Lines 219-224: please present size, zeta potential and PDI results as mean and standard deviation (of at least three independent replicas)

Author Response

The answer is attached.

Author Response File: Author Response.docx

Reviewer 3 Report

Comments:

1.      From line 219 to 223, when the author mentioned the size, PDI and zeta potential, I recommend author add the standard deviation of those data.

2.      Any clearer TEM images of the SPIONs in Figure 2A? Most of the particles are aggregate together.

3.      In Figure 6, I recommend author stain the cell membrane as well to make sure the particles are internalized inside the cells.

4.      In Figure 7, I recommend the author add the statistical analysis when you report this data.

5.      In Figure 7, when you analyze the cell apoptosis, the four quadrant you drew on different values. For example, in Figure 7A, FITC-A line is between 10^2 to 10^3, but for Figure 7B, FITC-A line is on 10^3. Any explanation for this? I assume they should be on the same value and then you can compare the cell apoptosis level.

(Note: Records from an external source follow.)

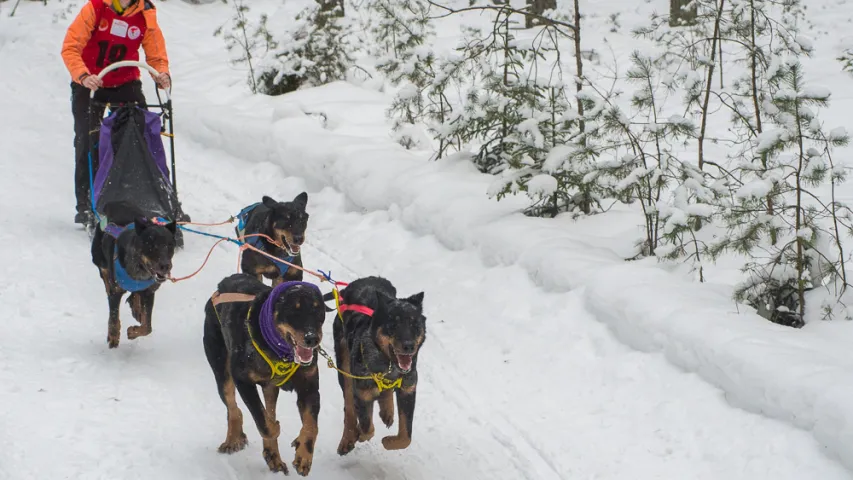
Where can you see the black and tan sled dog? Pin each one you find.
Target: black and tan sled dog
(285, 224)
(254, 336)
(378, 338)
(133, 254)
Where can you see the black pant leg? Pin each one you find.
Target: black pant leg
(80, 112)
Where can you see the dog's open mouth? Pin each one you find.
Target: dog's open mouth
(292, 250)
(301, 355)
(404, 361)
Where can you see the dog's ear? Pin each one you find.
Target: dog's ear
(417, 300)
(301, 199)
(382, 301)
(269, 202)
(140, 224)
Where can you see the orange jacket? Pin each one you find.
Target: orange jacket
(80, 32)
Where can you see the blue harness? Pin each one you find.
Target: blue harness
(258, 242)
(122, 278)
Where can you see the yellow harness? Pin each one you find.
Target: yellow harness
(382, 383)
(279, 368)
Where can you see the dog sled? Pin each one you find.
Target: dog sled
(128, 161)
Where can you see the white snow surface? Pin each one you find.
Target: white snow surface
(547, 356)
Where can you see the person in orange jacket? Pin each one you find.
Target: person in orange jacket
(105, 32)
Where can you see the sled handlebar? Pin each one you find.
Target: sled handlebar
(132, 63)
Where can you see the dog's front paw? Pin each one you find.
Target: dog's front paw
(137, 331)
(396, 442)
(230, 446)
(347, 445)
(387, 417)
(366, 436)
(274, 462)
(302, 462)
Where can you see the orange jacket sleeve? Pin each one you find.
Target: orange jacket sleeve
(154, 44)
(76, 38)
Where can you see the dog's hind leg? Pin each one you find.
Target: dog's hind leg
(219, 360)
(364, 400)
(114, 323)
(386, 407)
(406, 405)
(270, 402)
(144, 308)
(350, 434)
(235, 439)
(269, 428)
(308, 402)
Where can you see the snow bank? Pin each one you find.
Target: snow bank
(795, 376)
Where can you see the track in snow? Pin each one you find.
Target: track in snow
(514, 382)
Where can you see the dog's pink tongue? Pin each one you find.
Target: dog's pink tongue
(404, 362)
(304, 355)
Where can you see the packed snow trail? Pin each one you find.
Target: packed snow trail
(515, 382)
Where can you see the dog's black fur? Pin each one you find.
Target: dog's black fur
(236, 365)
(284, 222)
(386, 342)
(145, 252)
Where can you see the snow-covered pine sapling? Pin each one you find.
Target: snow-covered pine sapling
(313, 51)
(846, 57)
(645, 166)
(245, 39)
(808, 253)
(404, 28)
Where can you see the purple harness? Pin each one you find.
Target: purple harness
(266, 320)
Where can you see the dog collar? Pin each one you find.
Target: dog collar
(266, 320)
(356, 308)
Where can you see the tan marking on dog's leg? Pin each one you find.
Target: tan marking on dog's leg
(402, 439)
(145, 301)
(350, 434)
(368, 397)
(306, 440)
(406, 408)
(135, 302)
(386, 407)
(105, 276)
(235, 439)
(271, 453)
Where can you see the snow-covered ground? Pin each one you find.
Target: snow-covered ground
(547, 356)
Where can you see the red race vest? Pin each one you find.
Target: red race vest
(115, 39)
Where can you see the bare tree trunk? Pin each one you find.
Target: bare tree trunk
(679, 15)
(15, 8)
(537, 8)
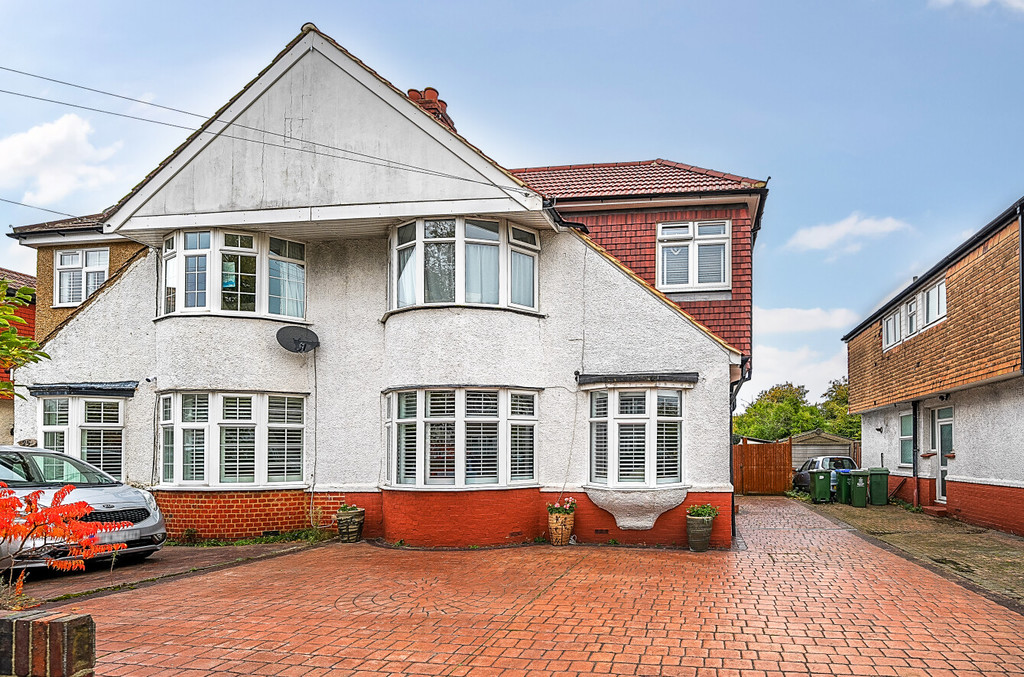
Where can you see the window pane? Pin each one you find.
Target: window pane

6.      Why can PTT cause cell apoptosis? Any explanation of that?

Author Response

The answer is attached.

Author Response File: Author Response.docx

Round 2

Reviewer 1 Report

The manuscript is improved after revision, therefore I suggest the publication

Author Response

English language and style were revised.

We appreciate your contributions to this work. I greatly appreciate your time and efforts. Thank you very much.

Reviewer 2 Report

The authors revised the manuscript and improved its quality. However, some points still need to be addressed before publication:

-In the introduction the novelty of this work should be clearly indicated, since gold coated SPIONs have been extensively reported for cancer photothermal therapy.

-  it should be clearly indicated in the manuscript that Ce6-cysteamine is used as a photosensitizer

- the authors should add to the materials the information that the EGF-α-lipoic acid and Ce6-cysteamine complexes are linked to the NPs by a gold–sulfur bond

Author Response

English language and style were revised.

We appreciate your contributions to this work. I greatly appreciate your time and efforts. Thank you very much.

Author Response File: Author Response.docx

Reviewer 3 Report

All the comments are addressed properly. 

Author Response

English language and style were revised.

We appreciate your contributions to this work. I greatly appreciate your time and efforts. Thank you very much.